I’ve always associated Choris Rice with drunken get-togethers- The kind of late nights where gin is usually the most expensive liquor on the makeshift table, gingerly poured into red plastic cups with tonic that’s a far cry from the artisanal stuff. A vat of this port-drenched rice was usually plonked before us and like scavengers we have carelessly spooned out and scoffed down its contents night after drunken night. Bursting out of their cases, the fat globules of choris or goan sausages release their liquor into the pan and this acts as the base for your dish- it’s what the rice cooks in and the result is way more satisfying than a hangover shakshuka the following morning, believe me.
For this recipe, I’ve used Black rice that adds both texture and flavour to the dish. Since the black rice grain is more glutinous after cooking, it’s almost risotto-like when it’s done. This is great because just like risotto rice, a small quantity is enough to fill you up. In the recipe, you’ll find that I’ve used coconut vinegar, but if you can’t find any, regular white vinegar works just as well. The fortified port wine available to us locally is the preferable choice for this recipe.
Choris (Goan sausages) 250g
Black Rice 1 cup, I used Naturally Yours Black Rice
Garlic 7-8 large cloves, mashed
Onion 1 big, finely chopped
Tomato puree 1/4 cup
Salt 1 tsp
Coconut vinegar 1 tbsp + 1 tsp
Port Wine 1/2 cup
Brown sugar 1 heaped tbsp
Coriander 1/4 bunch with stems, for garnishing
Cook the black rice as per the instructions on the packet. For Naturally Yours Black Rice, i soaked the rice for just a little above 2 hours and pressure cooked it for 7 whistles. Drain the water and let it cool on the side.
Heat the choris in a pan over a low flame till it renders most of its fat. When you feel that quite a bit of the fat is rendered, increase the heat to a high till the remaining fat also seeps out. Immediately drain the sausages and reserve about 2-3 tbsp of the fat. Authentic choris has plenty of fat pockets so don’t throw out any go it as this is incredibly flavourful. It packs enough oomph to uplift scrambled eggs, omelettes, really anything you can think of. Keep aside the choris.
Heat the remaining fat in the same pan and add the mashed garlic cloves and onions to it and cook till the onion is translucent over medium heat. To this, add the tomato puree, plus salt, and let it cook till the oil separates from the sides.

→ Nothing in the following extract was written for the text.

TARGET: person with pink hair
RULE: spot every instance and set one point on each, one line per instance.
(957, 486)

Add the rice, the choris, the vinegar, port wine and the sugar, then stir to combine. Reduce the heat to medium and let the liquid reduce gradually as the rice cooks further and the final result is sticky and risotto-like. Stir occasionally with a slotted or a flat spoon till it has sufficiently dried out and taste for salt. Adjust accordingly, then take it off the heat. Serve, garnished with chopped coriander stems and leaves.